Peel the onion and slice it in half. Wash the carrots, then tip and tail them. Examine the peel and if it's not egregiously ugly, do not peel but simply snap into two or three segments. Snap the celery off its clump and rinse, then snap into a couple pieces. You can leave the little celerylets and the celery leaves on (although try this once and then adjust, it may be too celery-y). Snip some thyme stalks (10-20) off the plant outside, then rinse. Dump the veg into the instant pot, then add the pepper and the bay leaves. Dump in the chicken carcass and all the oogy bits in the bottom, breaking it up or smooshing it down as needed to get everything below the Max Fill line on the pressure cooker. Add NO SALT or LEMON JUICE YET. But do add between 6 and 8 cups of tap-hot water (do not use already boiling water. Tap hot is the max hot). Add enough water to mostly or completely cover the carcass, without exceeding the fill limits of course.

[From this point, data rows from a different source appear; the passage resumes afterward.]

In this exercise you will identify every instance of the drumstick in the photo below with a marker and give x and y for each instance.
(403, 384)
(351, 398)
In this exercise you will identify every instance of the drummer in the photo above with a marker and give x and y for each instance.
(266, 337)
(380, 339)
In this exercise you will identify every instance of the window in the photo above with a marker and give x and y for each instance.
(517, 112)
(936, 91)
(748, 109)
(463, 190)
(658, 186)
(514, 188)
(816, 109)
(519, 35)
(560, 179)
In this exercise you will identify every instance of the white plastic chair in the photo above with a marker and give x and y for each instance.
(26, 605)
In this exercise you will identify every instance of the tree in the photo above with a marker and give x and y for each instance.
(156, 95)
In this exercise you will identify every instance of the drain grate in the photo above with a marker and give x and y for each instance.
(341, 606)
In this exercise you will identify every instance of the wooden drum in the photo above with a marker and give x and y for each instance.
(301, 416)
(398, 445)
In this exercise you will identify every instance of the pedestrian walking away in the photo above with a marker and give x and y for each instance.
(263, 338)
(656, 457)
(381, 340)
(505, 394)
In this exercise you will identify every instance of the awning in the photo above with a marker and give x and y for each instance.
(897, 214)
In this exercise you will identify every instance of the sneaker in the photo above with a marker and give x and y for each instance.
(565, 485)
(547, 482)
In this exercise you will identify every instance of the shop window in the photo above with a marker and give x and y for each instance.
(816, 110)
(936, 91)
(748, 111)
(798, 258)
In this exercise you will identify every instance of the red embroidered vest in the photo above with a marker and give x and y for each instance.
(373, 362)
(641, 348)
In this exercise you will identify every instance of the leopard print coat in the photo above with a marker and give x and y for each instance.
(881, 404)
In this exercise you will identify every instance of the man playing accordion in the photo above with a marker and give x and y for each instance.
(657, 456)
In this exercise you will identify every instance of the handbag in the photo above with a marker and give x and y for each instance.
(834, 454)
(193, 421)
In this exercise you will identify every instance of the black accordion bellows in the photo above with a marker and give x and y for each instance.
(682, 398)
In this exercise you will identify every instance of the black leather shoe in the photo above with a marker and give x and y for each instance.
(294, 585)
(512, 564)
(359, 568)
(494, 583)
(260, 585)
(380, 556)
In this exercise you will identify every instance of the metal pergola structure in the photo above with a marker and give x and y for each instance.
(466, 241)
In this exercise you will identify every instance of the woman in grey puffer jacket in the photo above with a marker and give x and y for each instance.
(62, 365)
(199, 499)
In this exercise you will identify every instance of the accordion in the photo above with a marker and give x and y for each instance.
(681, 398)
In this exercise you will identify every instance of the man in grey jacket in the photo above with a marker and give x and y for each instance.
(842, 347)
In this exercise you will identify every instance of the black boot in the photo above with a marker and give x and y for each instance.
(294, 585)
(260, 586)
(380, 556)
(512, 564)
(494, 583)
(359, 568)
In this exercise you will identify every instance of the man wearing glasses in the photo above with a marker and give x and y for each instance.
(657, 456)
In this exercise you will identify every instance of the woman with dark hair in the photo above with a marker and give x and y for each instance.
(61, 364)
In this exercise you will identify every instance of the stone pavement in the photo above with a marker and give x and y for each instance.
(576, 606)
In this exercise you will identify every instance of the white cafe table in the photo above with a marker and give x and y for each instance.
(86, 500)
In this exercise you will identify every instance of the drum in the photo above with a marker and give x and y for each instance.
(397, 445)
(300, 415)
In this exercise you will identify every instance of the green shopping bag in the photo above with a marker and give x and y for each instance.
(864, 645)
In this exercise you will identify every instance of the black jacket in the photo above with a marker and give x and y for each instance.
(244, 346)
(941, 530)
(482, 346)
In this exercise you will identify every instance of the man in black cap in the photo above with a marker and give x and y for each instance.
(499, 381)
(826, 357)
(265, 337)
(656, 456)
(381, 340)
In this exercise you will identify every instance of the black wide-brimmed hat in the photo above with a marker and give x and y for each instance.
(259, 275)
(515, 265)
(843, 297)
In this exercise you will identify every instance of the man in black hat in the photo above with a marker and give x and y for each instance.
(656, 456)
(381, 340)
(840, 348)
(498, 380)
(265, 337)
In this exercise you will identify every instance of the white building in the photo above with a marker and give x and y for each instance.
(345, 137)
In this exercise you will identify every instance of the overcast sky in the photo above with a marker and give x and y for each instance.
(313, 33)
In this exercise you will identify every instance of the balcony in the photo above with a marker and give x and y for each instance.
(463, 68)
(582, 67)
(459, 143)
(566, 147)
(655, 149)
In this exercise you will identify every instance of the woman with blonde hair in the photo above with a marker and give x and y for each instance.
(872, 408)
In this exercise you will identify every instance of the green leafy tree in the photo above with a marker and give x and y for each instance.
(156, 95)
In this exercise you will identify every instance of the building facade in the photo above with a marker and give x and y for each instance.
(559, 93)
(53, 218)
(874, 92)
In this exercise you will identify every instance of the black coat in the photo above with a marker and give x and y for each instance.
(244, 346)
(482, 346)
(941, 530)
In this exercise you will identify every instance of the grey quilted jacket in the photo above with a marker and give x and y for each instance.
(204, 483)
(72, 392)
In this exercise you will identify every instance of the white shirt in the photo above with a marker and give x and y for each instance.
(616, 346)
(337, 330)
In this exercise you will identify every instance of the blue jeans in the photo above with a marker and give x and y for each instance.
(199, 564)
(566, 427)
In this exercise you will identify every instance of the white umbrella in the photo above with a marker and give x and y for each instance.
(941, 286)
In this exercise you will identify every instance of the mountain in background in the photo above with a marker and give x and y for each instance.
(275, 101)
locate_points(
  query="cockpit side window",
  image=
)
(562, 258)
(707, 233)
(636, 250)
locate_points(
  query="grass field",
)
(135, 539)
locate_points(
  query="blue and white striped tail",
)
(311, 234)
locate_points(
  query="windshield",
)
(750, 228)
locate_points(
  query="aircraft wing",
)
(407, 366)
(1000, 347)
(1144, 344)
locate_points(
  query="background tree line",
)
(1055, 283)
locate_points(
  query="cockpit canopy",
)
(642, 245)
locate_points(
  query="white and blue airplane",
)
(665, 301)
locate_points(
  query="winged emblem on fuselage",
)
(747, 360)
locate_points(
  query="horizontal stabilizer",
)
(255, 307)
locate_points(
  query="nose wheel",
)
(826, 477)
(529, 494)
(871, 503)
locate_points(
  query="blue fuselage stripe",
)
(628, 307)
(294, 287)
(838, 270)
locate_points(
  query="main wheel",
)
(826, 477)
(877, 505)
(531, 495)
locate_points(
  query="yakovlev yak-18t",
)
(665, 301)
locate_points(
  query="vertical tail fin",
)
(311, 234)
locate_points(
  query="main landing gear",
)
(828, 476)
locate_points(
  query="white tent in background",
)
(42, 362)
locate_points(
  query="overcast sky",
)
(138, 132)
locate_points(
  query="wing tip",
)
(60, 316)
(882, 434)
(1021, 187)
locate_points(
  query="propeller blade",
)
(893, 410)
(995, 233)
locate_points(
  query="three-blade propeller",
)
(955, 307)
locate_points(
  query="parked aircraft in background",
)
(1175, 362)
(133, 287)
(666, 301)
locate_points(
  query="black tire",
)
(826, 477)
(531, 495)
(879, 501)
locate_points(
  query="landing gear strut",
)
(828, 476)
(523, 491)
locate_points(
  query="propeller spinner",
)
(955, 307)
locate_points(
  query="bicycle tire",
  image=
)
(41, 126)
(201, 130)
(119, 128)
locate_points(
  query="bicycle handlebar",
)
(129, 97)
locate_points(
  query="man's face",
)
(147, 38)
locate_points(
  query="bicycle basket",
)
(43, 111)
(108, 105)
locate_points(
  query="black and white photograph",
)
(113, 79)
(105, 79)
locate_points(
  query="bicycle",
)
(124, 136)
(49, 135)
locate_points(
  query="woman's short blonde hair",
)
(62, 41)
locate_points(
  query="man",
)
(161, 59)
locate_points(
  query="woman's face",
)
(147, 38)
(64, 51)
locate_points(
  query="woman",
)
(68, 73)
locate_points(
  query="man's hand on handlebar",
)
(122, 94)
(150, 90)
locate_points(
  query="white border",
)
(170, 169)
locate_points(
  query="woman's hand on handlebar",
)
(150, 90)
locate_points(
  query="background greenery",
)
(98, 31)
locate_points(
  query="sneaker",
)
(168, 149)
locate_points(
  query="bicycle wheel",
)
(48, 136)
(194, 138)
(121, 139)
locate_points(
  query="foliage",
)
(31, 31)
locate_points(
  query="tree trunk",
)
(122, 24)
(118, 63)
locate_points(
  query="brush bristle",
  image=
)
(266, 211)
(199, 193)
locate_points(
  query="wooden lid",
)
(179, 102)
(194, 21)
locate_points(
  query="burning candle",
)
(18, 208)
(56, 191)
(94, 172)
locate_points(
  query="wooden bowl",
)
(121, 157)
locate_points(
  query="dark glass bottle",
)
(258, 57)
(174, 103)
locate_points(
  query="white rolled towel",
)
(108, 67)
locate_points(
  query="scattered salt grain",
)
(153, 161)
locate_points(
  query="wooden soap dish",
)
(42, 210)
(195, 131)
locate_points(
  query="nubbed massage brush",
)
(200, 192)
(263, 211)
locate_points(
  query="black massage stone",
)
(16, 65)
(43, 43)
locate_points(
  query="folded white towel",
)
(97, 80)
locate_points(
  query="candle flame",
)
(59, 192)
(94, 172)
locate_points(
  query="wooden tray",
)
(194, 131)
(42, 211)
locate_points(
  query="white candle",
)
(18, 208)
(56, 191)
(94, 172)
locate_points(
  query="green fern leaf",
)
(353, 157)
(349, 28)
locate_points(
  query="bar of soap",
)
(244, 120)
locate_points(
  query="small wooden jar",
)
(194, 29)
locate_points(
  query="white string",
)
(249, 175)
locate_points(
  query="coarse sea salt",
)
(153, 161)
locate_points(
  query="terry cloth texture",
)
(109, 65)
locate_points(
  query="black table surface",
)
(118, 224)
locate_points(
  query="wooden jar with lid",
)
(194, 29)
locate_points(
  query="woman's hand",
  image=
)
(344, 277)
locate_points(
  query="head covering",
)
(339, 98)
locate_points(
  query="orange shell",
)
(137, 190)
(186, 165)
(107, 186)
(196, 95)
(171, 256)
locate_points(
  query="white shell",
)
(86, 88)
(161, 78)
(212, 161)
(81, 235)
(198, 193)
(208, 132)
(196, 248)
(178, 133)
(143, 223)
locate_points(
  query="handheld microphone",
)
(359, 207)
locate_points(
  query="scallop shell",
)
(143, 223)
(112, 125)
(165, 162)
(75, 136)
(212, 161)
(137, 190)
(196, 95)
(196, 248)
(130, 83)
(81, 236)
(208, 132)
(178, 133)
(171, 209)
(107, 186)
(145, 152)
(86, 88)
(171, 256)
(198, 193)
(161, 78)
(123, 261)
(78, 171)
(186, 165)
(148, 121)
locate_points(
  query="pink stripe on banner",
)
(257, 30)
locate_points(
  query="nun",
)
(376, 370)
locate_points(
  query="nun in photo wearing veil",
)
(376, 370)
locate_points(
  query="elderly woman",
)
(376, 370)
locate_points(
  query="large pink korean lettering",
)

Set the pressure cooker for HIGH pressure for 45 minutes time, with a 10-minute reminder thereafter. Once the pot is done cooking the food, allow that ten minute reminder to elapse (or perform manually) to do natural pressure release, and then switch the pressure release switch to manually dump the rest of the pressure. Let the pressure completely escape and then crack it open. Strain the stock (probably don't need cheesecloth, the pieces of bone and such should be large enough to be caught by our colander alone). Taste carefully (with a mind toward hygiene!!) and adjust seasoning, adding salt and lemon juice til it sings. Discard the solids, as they've given their all. Serve as desired!

Exceptionally good. Got very good extraction (crumbly bones) and quite good flavor and mouth feel with our first batch, which notably lacked any celery at all. We found the broth to be quite filling when two ounces per person of rotini were added. No other chunkies at all made for a very enjoyable broth. If you want chunkies, consider preparing additional veg while you have the board out already and then sauteeing that veg in a nonstock pan near the end of the pressure-cook time (perhaps during that ten minutes of natural pressure release).

Calories: 30 per two-cup serving. Should make about eight cups.